[jira] [Updated] (MAHOUT-627) Baum-Welch Algorithm on Map-Reduce for Parallel Hidden Markov Model Training.

Grant Ingersoll (JIRA) Sun, 09 Jun 2013 13:56:15 -0700

     [ 
https://issues.apache.org/jira/browse/MAHOUT-627?page=com.atlassian.jira.plugin.system.issuetabpanels:all-tabpanel
 ]


Grant Ingersoll updated MAHOUT-627:
-----------------------------------

    Fix Version/s:     (was: 0.8)
                   0.9
    
> Baum-Welch Algorithm on Map-Reduce for Parallel Hidden Markov Model Training.
> -----------------------------------------------------------------------------
>
>                 Key: MAHOUT-627
>                 URL: https://issues.apache.org/jira/browse/MAHOUT-627
>             Project: Mahout
>          Issue Type: Task
>          Components: Classification
>    Affects Versions: 0.4, 0.5
>            Reporter: Dhruv Kumar
>            Assignee: Grant Ingersoll
>              Labels: gsoc, gsoc2011, mahout-gsoc-11
>             Fix For: 0.9
>
>         Attachments: ASF.LICENSE.NOT.GRANTED--screenshot.png, 
> MAHOUT-627.patch, MAHOUT-627.patch, MAHOUT-627.patch, MAHOUT-627.patch, 
> MAHOUT-627.patch, MAHOUT-627.patch, MAHOUT-627.patch, MAHOUT-627.patch, 
> MAHOUT-627.patch, MAHOUT-627.patch, MAHOUT-627.patch
>
>
> Proposal Title: Baum-Welch Algorithm on Map-Reduce for Parallel Hidden Markov 
> Model Training. 
> Student Name: Dhruv Kumar 
> Student E-mail: dku...@ecs.umass.edu 
> Organization/Project: Apache Mahout 
> Assigned Mentor: 
> Proposal Abstract: 
> The Baum-Welch algorithm is commonly used for training a Hidden Markov Model 
> because of its superior numerical stability and its ability to guarantee the 
> discovery of a locally maximum,  Maximum Likelihood Estimator, in the 
> presence of incomplete training data.
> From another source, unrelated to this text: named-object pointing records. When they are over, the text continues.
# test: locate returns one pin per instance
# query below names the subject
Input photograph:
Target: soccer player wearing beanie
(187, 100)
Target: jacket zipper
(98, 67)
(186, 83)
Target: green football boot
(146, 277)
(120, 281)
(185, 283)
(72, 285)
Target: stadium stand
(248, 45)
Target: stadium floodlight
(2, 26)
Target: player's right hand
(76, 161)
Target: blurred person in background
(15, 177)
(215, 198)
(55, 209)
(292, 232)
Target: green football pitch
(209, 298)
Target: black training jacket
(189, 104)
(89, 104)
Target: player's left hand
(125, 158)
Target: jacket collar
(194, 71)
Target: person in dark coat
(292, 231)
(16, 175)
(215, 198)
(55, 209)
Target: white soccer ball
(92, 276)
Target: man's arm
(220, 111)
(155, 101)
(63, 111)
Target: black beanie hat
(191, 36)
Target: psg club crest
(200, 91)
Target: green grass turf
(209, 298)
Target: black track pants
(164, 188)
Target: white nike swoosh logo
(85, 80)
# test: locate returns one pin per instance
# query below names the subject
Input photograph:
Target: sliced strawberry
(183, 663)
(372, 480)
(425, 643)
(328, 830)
Currently, Apache Mahout has a 
> sequential implementation of the Baum-Welch which cannot be scaled to train 
> over large data sets. This restriction reduces the quality of training and 
> constrains generalization of the learned model when used for prediction. This 
> project proposes to extend Mahout's Baum-Welch to a parallel, distributed 
> version using the Map-Reduce programming framework for enhanced model fitting 
> over large data sets. 
> Detailed Description: 
> Hidden Markov Models (HMMs) are widely used as a probabilistic inference tool 
> for applications generating temporal or spatial sequential data. Relative 
> simplicity of implementation, combined with their ability to discover latent 
> domain knowledge have made them very popular in diverse fields such as DNA 
> sequence alignment, gene discovery, handwriting analysis, voice recognition, 
> computer vision, language translation and parts-of-speech tagging. 
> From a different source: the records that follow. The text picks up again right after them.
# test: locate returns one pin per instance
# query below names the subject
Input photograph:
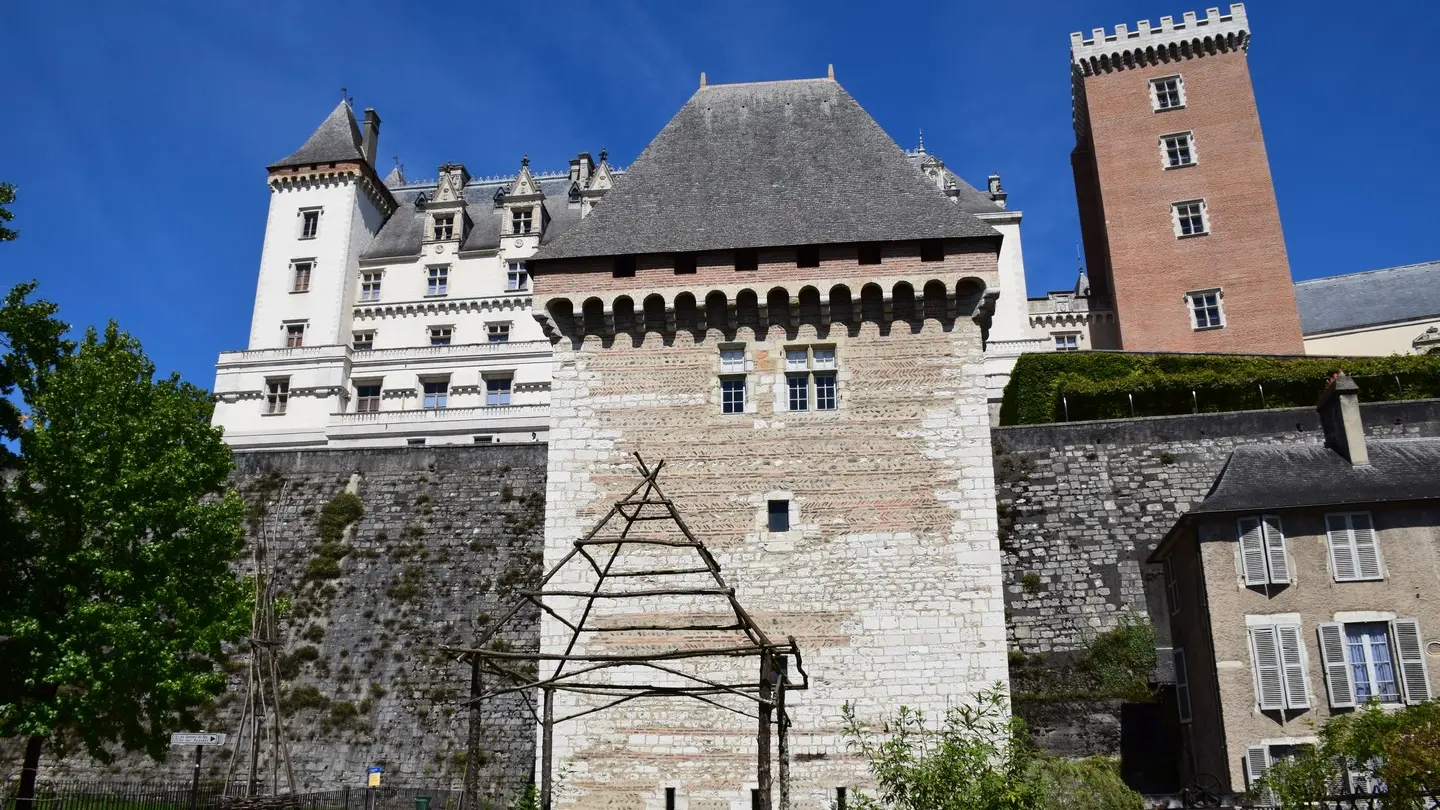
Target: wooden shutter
(1342, 551)
(1337, 669)
(1292, 665)
(1265, 649)
(1252, 552)
(1367, 551)
(1411, 660)
(1275, 551)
> A HMM is defined as a tuple (S, O, Theta) where S is a finite set of 
> unobservable, hidden states emitting symbols from a finite observable 
> vocabulary set O according to a probabilistic model Theta. The parameters of 
> the model Theta are defined by the tuple (A, B, Pi) where A is a stochastic 
> transition matrix of the hidden states of size |S| X |S|. The elements 
> a_(i,j) of A specify the probability of transitioning from a state i to state 
> j. Matrix B is a size |S| X |O| stochastic symbol emission matrix whose 
> elements b_(s, o) provide the probability that a symbol o will be emitted 
> from the hidden state s. The elements pi_(s) of the |S| length vector Pi 
> determine the probability that the system starts in the hidden state s. The 
> transitions of hidden states are unobservable and follow the Markov property 
> of memorylessness. 
> Rabiner [1] defined three main problems for HMMs: 
> 1. Evaluation: Given the complete model (S, O, Theta) and a subset of the 
> observation sequence, determine the probability that the model generated the 
> observed sequence. This is useful for evaluating the quality of the model and 
> is solved using the so called Forward algorithm. 
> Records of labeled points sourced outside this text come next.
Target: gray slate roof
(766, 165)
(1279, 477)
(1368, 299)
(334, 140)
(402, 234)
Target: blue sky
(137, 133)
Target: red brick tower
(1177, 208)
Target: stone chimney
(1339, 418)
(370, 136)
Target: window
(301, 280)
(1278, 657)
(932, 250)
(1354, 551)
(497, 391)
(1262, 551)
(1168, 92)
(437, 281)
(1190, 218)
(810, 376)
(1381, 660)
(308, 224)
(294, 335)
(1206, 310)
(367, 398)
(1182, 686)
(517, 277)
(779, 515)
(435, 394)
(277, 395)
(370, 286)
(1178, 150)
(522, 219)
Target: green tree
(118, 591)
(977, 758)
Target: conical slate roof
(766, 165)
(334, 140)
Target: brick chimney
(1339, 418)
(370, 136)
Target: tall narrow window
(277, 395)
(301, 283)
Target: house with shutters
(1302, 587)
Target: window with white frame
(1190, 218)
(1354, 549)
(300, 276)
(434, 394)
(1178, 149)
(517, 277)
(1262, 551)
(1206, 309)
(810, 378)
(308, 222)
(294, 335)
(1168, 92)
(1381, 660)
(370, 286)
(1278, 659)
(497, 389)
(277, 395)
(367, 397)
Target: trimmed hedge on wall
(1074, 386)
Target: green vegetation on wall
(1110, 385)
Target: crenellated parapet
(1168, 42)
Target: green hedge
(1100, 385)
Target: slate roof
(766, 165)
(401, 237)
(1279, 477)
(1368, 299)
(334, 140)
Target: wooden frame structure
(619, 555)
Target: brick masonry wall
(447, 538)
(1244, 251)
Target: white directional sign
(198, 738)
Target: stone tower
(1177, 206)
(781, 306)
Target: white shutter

> 2. Decoding: Given the complete model (S, O, Theta) and an observation 
> sequence, determine the hidden state sequence which generated the observed 
> sequence. This can be viewed as an inference problem where the model and 
> observed sequence are used to predict the value of the unobservable random 
> variables. The backward algorithm, also known as the Viterbi decoding 
> algorithm is used for predicting the hidden state sequence. 
> 3. Training: Given the set of hidden states S, the set of observation 
> vocabulary O and the observation sequence, determine the parameters (A, B, 
> Pi) of the model Theta. This problem can be viewed as a statistical machine 
> learning problem of model fitting to a large set of training data. The 
> Baum-Welch (BW) algorithm (also called the Forward-Backward algorithm) and 
> the Viterbi training algorithm are commonly used for model fitting. 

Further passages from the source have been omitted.